神楽崎は華月学園に着くと「じゃあ、私こっちだから」と言って直ぐに別れてしまった。そして、当の俺はと言うと学長室の前に居た、転校手続きは既に終わっていたのだが端末と校章を貰いに来たのだ。
神楽崎から聞いた話だと、端末にはマップアプリなどがあるそうで普通は道に迷わないらしい、そして、端末には他にも色々な機能があり、この島特有の『決闘』の申請や受諾もできるらしい。
この学戦都市に住む学生は皆人並み外れた能力を持ち、魔素を操る事で魔法を使えたりする。そして、街ではいつ何処でも、『決闘』ができるらしい。その『決闘』に勝つ事で序列が上がっていく。
この学戦都市で優秀な結果を残すと将来が約束され、願い事を叶えてくれるらしい。この学戦都市に住む学生は大体が願望を持ちやってきている。
俺はコンコンっとノックをする、すると扉の向こうから子供の頃から聞き慣れた女性の声が聞こえた。
「どうぞ~」
「失礼します」
俺は扉を開けて入ると一人の女性が急に俺の胸に飛び込んできた。混乱する俺にお構い無しと抱きつく女性の手は自然と俺の頭にいき撫でてきた。俺は懐かしい感触に意識を持っていかれそうになったけど寸前の所で持ち直して女性を無理やり退かせた。
「なんで、会って早々抱きつくんだよっ!義姉ちゃん!!」
「なんでって良いじゃない、それとも嫌だった?」
「嫌じゃないけど……」
からかうようにくすっと笑う女性は美咲紗江、この学園、華月学園の生徒会長であり、俺の義姉だった。

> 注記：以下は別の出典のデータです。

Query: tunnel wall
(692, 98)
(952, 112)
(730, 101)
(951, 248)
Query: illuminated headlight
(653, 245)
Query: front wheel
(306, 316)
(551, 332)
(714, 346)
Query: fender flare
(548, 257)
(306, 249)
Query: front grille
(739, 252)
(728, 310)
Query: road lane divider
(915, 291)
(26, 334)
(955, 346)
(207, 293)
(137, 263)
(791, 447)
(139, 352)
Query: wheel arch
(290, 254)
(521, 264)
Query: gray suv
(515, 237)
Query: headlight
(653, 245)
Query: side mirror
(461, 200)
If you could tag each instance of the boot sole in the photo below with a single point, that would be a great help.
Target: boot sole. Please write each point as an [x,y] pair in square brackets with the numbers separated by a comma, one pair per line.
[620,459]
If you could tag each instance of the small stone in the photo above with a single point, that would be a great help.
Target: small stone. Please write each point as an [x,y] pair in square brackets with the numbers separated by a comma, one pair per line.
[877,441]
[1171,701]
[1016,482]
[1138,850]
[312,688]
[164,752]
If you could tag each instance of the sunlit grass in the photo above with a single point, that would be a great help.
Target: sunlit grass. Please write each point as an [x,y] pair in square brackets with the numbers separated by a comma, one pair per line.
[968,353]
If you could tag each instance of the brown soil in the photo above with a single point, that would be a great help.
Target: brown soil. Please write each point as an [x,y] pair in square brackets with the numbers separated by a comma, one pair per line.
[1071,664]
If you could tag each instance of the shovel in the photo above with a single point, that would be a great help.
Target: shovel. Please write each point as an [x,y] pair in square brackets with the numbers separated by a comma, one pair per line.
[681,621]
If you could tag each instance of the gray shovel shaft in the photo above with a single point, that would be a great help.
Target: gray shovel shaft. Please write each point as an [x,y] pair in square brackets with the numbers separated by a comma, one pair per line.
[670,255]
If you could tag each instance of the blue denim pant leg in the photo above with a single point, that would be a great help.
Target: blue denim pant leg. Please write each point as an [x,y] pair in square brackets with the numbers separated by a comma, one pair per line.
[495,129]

俺をこの学戦都市に誘ったのも彼女である。
「義姉ちゃん、緋奈は元気ですか?確か入学してましたよね」
「緋奈だったら元気だよぉ、やっと会えるって喜んでたしねぇ」
緋奈とは俺と同い年の幼馴染みで紗江義姉の実の妹だ。昔三人でよく遊んでいて紗江義姉が五年前に学戦都市に行くことになり緋奈も一緒に学戦都市に行ってしまったっきり会っていなかった。
「義姉ちゃんなんで学長室にいるの?」
誰もが思う質問をした、ここが生徒会室ならわかるがここは学長室である、するとなんで生徒会長の紗江義姉がいるのか不思議でならなかった。
「実は学長に頼まれて渡しておいてって言われてね、待ってたんだよぉ」
そう言うと紗江義姉は端末と校章を取り出した。
「いや、まさか学長が渡してないとは思わなかったけどね」
「おかげでこっちは道に迷ったよ」
そして、俺と紗江義姉と昔の事を話したりして用事が終わったので二人で学長室を後にしたのだった。